Rakuten also appears heavily reliant on Intel, a chipmaker not known for its power-efficiency. To critics, this remains one of the main drawbacks of Rakuten's virtualized radio access network (vRAN), which substitutes Intel's general-purpose processors for the customized silicon found in a basestation built by the likes of Ericsson, Huawei and Nokia.

The expense implications are hard to fathom while Rakuten serves only about 5 million customers, and with vRAN (or cloud RAN) still accounting for a small share of the overall mobile infrastructure market. Conceivably, Rakuten can offset costs elsewhere. But Ericsson, despite investing in cloud RAN (with Intel as partner), continues to regard energy efficiency as one of the key advantages of traditional kit.

"There is an element of cloud RAN being very fit for purpose in certain deployment scenarios," said Fredrik Jejdling, the head of Ericsson's networks business. "In bigger macro environments with high traffic loads, the tight integration between radio and baseband and the software interplay between them gives an energy advantage today, but it doesn't take away that cloud RAN is a very good complementary architecture."

Carbon, carbon everywhere

Regardless of all this, Rakuten owed just a fifth of its energy consumption to renewable sources in 2021. The figure had inched up from 19% the year before, and yet Rakuten's goal – as described in the annual report it published last year – was to reach 100% "by 2023," which seems to mean the end of 2023. The plan, essentially, is to buy lots of certificates guaranteeing the renewable origins of the electricity. Rakuten aims to be "carbon neutral" by the same date.

Yet this carbon neutrality, supported by the purchase of certificates, would cover only Scopes 1 and 2, the categories over which Rakuten essentially has control. Scope 1, as defined by Deloitte, refers to emissions "a company makes directly" – by running boilers and vehicles, for example. Scope 2 is "indirect" emissions, such as energy bought to cool basestations.

There is no mention in the carbon-neutral plan of Scope 3, the emissions generated by Rakuten's suppliers and customers. And Scope 3 is the biggie. For Rakuten, it nearly doubled in 2021, to 1.9 million tonnes of carbon dioxide, and it represented a staggering 89% of the emissions total.

What's more, for the purposes of the carbon-neutrality plan, Rakuten is using market-based accounting to measure Scope 2 emissions.
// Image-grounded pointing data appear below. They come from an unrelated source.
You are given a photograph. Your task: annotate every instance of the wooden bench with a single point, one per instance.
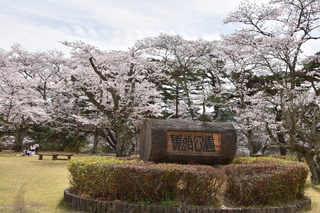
(55, 156)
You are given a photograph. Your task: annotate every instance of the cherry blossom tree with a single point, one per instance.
(190, 73)
(20, 104)
(116, 84)
(275, 34)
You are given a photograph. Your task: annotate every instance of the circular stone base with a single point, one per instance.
(82, 204)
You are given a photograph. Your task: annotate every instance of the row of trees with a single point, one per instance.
(259, 75)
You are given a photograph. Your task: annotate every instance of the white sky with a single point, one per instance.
(109, 24)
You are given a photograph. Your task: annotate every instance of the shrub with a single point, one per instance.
(250, 160)
(264, 181)
(135, 181)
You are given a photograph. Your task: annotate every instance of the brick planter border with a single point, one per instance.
(82, 204)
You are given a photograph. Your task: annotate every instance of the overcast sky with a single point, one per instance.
(109, 24)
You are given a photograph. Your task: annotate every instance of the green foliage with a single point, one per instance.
(112, 179)
(249, 181)
(248, 160)
(264, 181)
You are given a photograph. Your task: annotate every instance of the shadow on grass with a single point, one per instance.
(316, 188)
(63, 206)
(19, 204)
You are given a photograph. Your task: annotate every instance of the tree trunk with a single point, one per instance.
(281, 140)
(95, 141)
(313, 168)
(123, 141)
(18, 140)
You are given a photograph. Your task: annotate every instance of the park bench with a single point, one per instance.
(55, 155)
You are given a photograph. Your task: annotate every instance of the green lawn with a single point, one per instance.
(29, 185)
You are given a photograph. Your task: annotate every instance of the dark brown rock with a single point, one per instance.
(189, 142)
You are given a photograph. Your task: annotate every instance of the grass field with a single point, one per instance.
(28, 185)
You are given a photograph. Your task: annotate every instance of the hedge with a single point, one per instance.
(147, 182)
(249, 182)
(264, 181)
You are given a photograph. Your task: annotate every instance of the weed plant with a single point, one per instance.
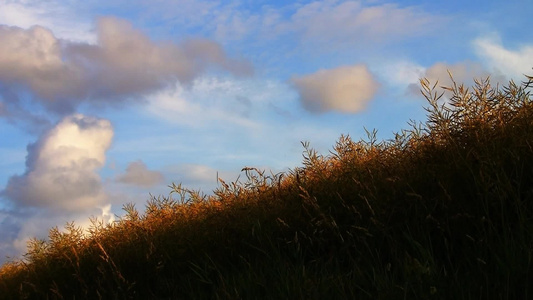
(442, 211)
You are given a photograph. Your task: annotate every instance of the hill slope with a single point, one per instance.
(445, 210)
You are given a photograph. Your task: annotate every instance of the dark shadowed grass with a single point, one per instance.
(442, 211)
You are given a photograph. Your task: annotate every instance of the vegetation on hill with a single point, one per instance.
(442, 211)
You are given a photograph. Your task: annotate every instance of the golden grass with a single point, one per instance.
(443, 210)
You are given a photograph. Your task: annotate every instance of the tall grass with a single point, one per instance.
(444, 210)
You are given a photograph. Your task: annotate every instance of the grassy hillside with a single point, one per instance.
(443, 211)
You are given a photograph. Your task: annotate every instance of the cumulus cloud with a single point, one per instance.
(462, 72)
(515, 63)
(124, 63)
(345, 89)
(61, 167)
(138, 174)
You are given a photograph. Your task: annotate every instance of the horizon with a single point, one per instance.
(104, 104)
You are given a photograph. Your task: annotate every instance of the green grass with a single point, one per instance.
(442, 211)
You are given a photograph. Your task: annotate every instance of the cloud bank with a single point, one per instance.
(61, 167)
(514, 63)
(124, 64)
(345, 89)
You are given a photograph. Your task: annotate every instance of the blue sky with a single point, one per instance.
(105, 102)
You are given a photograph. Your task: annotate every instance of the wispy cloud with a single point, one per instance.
(514, 63)
(124, 64)
(345, 89)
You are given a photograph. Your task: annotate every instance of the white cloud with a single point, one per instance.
(345, 89)
(138, 174)
(62, 166)
(512, 63)
(57, 15)
(209, 101)
(463, 73)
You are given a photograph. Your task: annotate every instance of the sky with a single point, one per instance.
(104, 103)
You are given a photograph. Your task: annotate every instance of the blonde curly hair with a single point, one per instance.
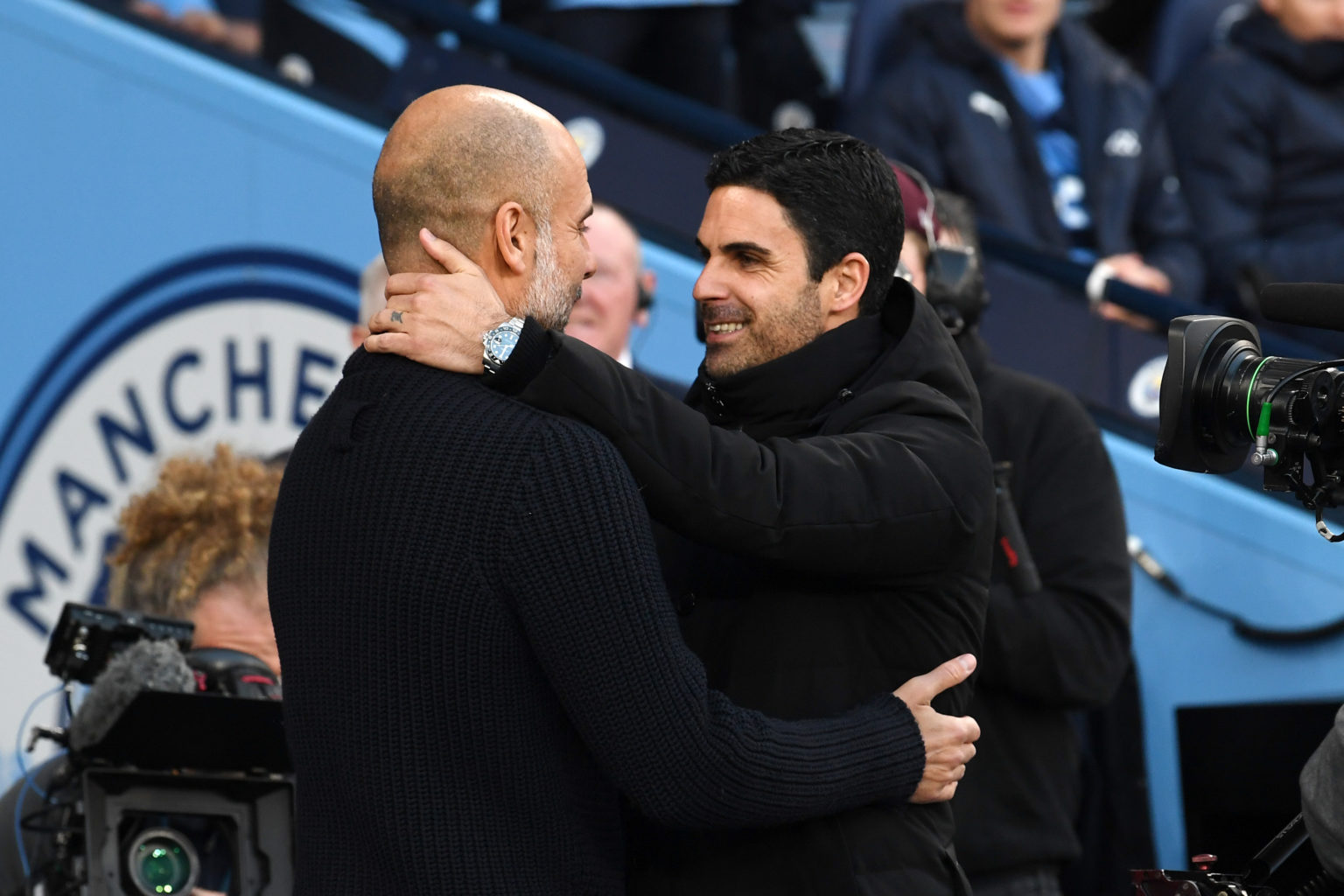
(205, 522)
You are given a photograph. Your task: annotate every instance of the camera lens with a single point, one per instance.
(160, 860)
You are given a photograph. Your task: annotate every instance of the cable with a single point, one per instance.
(1241, 626)
(27, 778)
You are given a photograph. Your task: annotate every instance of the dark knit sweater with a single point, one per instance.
(479, 655)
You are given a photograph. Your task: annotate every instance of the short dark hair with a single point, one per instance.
(836, 191)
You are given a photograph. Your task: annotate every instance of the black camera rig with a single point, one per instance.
(1223, 398)
(173, 778)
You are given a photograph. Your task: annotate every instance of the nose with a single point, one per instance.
(709, 284)
(589, 261)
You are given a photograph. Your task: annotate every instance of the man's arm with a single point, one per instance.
(912, 477)
(584, 580)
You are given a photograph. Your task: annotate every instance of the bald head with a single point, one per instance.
(452, 158)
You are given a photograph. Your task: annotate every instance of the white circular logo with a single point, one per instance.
(591, 136)
(238, 346)
(1146, 387)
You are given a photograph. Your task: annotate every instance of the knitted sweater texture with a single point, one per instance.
(480, 657)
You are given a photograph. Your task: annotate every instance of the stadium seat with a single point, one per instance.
(874, 25)
(1186, 30)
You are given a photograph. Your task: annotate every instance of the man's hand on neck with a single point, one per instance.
(438, 318)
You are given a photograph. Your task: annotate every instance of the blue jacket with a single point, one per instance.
(947, 109)
(1258, 130)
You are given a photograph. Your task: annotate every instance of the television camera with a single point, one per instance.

The system is controversial, relying heavily – in some cases – on the purchase of certificates that sometimes (reportedly) show emissions are falling when they aren't.

Location-based accounting, an alternative preferred by climate activists, uses data from the local grid to work out emissions. Rakuten did include both systems in its 2021 annual report, and the difference in results is stark. Market-based accounting put Scope 2 emissions that year at less than 170,000 tonnes of carbon dioxide. With location-based accounting, this rises to more than 241,000. Sustainability could do with more clarity.